L'une des leçons les plus importantes, c'est que lorsque vous mélangez actions humanitaires et militaires, l'intervention humanitaire indépendante risque d'être mal comprise, ou considérée comme étant liée au processus politique qui sous-tend une intervention militaire - et cela pose un risque majeur. C'est un risque que nous ne souhaitons pas prendre. C'est pour cela que nous n'épargnons aucun effort pour rester indépendants des acteurs militaires et notre intervention humanitaire n'est pas forcément vue sous le même angle que l'action militaire.

La coordination humanitaitre est extrêmement importante pour le succès des opérations. A votre avis, y-a-t-il quelque chose que les Nations Unies peuvent faire pour faciliter la coordination avec des organisations comme la vôtre ?
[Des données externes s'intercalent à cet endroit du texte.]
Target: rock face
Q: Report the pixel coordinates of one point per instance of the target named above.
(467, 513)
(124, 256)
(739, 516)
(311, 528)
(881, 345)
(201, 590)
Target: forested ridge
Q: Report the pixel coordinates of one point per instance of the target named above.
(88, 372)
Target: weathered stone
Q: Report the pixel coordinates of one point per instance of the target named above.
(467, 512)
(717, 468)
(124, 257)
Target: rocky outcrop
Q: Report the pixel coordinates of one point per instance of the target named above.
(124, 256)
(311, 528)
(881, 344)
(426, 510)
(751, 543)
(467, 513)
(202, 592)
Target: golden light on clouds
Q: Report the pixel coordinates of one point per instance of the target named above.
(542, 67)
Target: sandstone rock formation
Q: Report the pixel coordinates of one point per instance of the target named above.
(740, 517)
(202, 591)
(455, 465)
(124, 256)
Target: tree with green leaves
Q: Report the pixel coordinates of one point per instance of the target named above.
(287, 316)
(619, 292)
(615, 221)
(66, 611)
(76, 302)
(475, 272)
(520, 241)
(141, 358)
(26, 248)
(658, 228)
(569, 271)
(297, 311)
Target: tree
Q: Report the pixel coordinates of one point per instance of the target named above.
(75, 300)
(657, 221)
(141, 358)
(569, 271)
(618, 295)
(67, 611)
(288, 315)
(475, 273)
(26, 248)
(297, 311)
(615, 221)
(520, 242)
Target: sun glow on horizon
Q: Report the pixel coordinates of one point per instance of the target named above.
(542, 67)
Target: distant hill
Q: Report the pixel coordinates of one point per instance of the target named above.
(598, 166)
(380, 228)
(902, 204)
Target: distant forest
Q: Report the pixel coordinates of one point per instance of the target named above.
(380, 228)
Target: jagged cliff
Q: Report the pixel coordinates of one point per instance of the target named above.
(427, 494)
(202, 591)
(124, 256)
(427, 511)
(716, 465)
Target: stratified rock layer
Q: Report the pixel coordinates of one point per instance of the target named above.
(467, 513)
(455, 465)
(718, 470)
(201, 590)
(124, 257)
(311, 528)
Je pense premièrement qu'il faut faire preuve de réalisme devant ce qu'il est possible d'accomplir. C'est toujours facile de chercher une réponse ou une solution parfaite à un problème ou à une situation. Mais certains problèmes sont tellement complexes qu'il n'existe pas de solutions ou de réponses faciles. Et quelquefois, la seule chose que l'on puisse faire dans ces circonstances, c'est d'illuminer la complexité du problème. Je crois qu'à l'époque actuelle, et il existe bien entendu des exceptions, la question de parvenir à une sorte de système de coordination efficace et accepté par tous est encore à l'état de projet. Pour MSF, il est incontestable qu'en tant qu'ONG (organisation non gouvernementale) nous collaborons avec les institutions des Nations Unies. Nous participons aux réunions de l'ONU, à la fois pour être informé et pour informer, que ce soit à New York ou Genève ou sur le terrain. Il est également incontestable qu'à un nouveau technique, nous avons des relations très, très étroites avec les institutions de l'ONU en termes de procédures de santé, de stratégies de santé en situation d'urgence etc. La coopération entre MSF et les institutions de l'ONU, mais aussi d'autres ONG est donc vigoureuse. Mais le principal problème actuel est posé par la très grande variété des agents de l'ONU et des ONG. En coordonnant les démarches, on cherche habituellement à éviter le double emploi, à assurer une sécurité adéquate et une stratégie d'ensemble cohérente face à une crise donnée. Nous n'avons aucune difficulté à coopérer en vue de diminuer les doubles emplois potentiels et renforcer la cohérence de la démarche d'ensemble, mais pas d'une manière qui entrave notre indépendance et l'impartialité de notre organisation. C'est là une condition à notre action en n'importe quelle sorte de crise. Nous sommes heureux de collaborer aux efforts des institutions de l'ONU, cela est incontestable. Mais je pense que nous devons vraiment étudier la question suivante : sommes-nous prêts à ce que nos actions soient coordonnées par des institutions des Nations Unies ? Et la réponse est non, en ce moment en tout cas.